My name is Tavi, and I am a transgendered woman.
At the R.O.S.S Dress for Less store, on 5/19/13 at around 6:30p, I was shopping for clothes for my job interview the following morning. I grabbed a skirt and went into the woman’s changing room, as it is my right in California to choose the changing room—or restroom—that corresponds with the gender I identify with. After getting some more clothes, I attempted to go in a second time, but I was stopped and told to go into the men’s changing room!
I was told that one of the customers complained and felt uncomfortable, which is strange, since I was presenting quite female, and all I did was walk in to one of the woman’s dressing stalls (looking at the floor mind you), lock the door behind me, and left after a few minutes of trying on a skirt. I also did not notice anyone else in the dressing rooms, except for a few voices from a faraway stall.
Even though I felt betrayed and discriminated against, I complied, and went into the men’s side. The walk was not just a walk of shame, but of Terror: many transgender woman are at risk for hate crimes, and if I was alone with a man in the dressing room, I honestly would have felt threatened. Thankfully, I was alone.
I felt horrendous, and disgusting, and it was painful.
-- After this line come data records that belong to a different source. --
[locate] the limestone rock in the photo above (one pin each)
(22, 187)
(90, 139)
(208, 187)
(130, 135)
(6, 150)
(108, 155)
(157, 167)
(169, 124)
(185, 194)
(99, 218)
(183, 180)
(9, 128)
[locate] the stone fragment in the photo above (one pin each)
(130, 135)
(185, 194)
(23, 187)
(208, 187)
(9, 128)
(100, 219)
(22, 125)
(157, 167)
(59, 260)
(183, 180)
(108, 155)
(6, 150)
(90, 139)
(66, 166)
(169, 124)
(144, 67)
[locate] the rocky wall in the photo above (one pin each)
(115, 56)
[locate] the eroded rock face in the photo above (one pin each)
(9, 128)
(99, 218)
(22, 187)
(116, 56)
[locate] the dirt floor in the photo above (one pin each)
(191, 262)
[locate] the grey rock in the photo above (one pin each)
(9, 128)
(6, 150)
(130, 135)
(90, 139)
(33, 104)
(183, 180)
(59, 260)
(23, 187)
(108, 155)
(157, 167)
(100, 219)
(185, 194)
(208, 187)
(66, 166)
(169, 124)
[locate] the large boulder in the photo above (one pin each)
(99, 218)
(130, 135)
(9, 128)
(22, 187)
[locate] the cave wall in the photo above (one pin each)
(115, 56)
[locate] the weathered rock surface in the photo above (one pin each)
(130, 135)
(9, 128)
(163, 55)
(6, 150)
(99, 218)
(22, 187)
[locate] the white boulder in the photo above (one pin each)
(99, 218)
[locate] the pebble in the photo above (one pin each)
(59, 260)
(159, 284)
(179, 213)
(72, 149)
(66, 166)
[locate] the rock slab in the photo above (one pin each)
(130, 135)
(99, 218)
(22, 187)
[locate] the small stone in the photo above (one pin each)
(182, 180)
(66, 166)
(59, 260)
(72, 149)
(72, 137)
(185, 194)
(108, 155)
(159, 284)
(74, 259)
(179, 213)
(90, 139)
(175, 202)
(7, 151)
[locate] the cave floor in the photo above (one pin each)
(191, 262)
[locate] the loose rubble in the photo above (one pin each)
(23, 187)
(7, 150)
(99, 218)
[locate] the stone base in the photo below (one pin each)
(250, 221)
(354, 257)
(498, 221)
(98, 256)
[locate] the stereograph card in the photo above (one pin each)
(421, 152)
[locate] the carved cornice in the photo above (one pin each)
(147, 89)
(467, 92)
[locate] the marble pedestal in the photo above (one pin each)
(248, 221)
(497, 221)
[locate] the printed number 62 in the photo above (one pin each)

I decided that after I tried on this next batch of clothing, I would complain to the manager, thinking that I would get this action reversed. I did, and I even showed my letter of recommendation for HRT (hormone replacement therapy) from my therapist (which the letter states that I am seeing for “mental health treatment and supervision of Gender Identity Disorder; Diagnosis and treatment was conducted in accord with the standards of the World Professional Association for Transgender Health”) to the manager, but she didn’t really seem like she even understood what it meant to be transgender. I felt like she was silently judging me as a pervert.
After receiving no help from her, I gave up and I quickly grabbed the clothing—not half of what I expected to come purchase—and paid for them and left the store. My hands were shaking from fear and embarrassment for a good time after that.
Like I said, I was presenting female, and was not acting in a threatening manner. I stood my ground but was never rude. I decided not to go against the wishes of the store and manager (and go in the women’s dressing room a second time anyway) in fear of making a scene and being thrown out of the store-or worse. Plus… I really needed that skirt to be presentable at my job interview.
Please RT this for visibility. I have read online that ROSS has been attempting to update their transgender inclusion policies due to another similar incident. Well—it hasn’t happened yet.